I've noticed my Norgate/Amibroker database often doesn't include newer shares under discussion in ASF.  For example, A2M was missing when I checked a few weeks ago.

1.  Does anyone else encounter that with Norgate?

2.  Any suggestions on a spot to download tickers (e.g. by year) for new listings 


Interestingly if I enter the tickers, Amibroker seems to instantly bring up the data bars for the handful of these of seen in recent years.


Thanks in advance.....


----------



## rnr (1 January 2016)

Are you running your "ASX-Premium Data" script (see AmiBroker under the Tools tab) on at least a weekly basis.

Refer to Premium Data support if you haven't got the script set up.

They are always spot on from my perspective.


----------



## Newt (2 January 2016)

rnr said:


> Are you running your "ASX-Premium Data" script (see AmiBroker under the Tools tab) on at least a weekly basis.
> 
> Refer to Premium Data support if you haven't got the script set up.
> 
> They are always spot on from my perspective.






No - I figured the daily update script was doing so much it was all done for me.
In fact I don't see the script there any more - may have lost it during recent upgrade.  Thanks - will check it out.


----------



## Newt (2 January 2016)

Thank you again rnr.
I almost made the mistake of reinstalling the Amibroker script executable, but there are very specific instructions in the support area (again, as you suggested) on how to re-create the Amibroker maintenance script menu item under the Tools menu here, if ever of use to anyone else.  Apparently this is not unusual after an Amibroker upgrade.
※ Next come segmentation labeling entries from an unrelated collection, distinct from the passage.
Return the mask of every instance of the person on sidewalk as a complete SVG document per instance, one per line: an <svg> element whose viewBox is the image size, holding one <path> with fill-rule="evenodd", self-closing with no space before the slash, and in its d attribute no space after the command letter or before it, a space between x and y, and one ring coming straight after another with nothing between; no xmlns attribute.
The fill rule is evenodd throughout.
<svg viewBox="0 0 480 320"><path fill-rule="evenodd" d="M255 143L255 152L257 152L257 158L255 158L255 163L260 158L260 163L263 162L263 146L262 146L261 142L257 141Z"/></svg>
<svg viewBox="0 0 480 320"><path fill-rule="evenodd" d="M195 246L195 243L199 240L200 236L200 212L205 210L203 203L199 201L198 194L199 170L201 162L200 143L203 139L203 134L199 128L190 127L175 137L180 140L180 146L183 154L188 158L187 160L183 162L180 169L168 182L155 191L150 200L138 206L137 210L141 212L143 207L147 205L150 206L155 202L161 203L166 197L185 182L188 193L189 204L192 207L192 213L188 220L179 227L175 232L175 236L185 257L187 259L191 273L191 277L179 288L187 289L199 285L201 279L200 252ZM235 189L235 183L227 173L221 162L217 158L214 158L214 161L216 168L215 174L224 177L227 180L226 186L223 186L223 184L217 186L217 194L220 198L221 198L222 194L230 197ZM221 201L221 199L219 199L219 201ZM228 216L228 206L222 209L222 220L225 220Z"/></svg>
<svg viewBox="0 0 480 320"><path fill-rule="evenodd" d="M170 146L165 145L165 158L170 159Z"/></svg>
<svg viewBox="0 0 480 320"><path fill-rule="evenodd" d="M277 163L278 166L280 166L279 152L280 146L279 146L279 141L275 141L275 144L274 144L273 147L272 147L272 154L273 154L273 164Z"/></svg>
http://www.premiumdata.net/support/amibroker.php

Also else failed, so I had to read the instructions - will now run this script each week as recommended


----------



## Ironik (2 January 2016)

Newt said:


> Thank you again rnr.
> I almost made the mistake of reinstalling the Amibroker script executable, but there are very specific instructions in the support area (again, as you suggested) on how to re-create the Amibroker maintenance script menu item under the Tools menu here, if ever of use to anyone else.  Apparently this is not unusual after an Amibroker upgrade.
> 
> http://www.premiumdata.net/support/amibroker.php
> ...




Hi Newt,
Many thanks for this info.I was in a similar situation and was wondering why the new listings were not showing up on my scans. 
Now that I have upgraded to AB Ver 6.0, hopefully  I will not encounter similar issues in the future
Really grateful to you  for bringing this up.

Thanks.
Ironik


----------



## Newt (2 January 2016)

Happy New(ish) Year


----------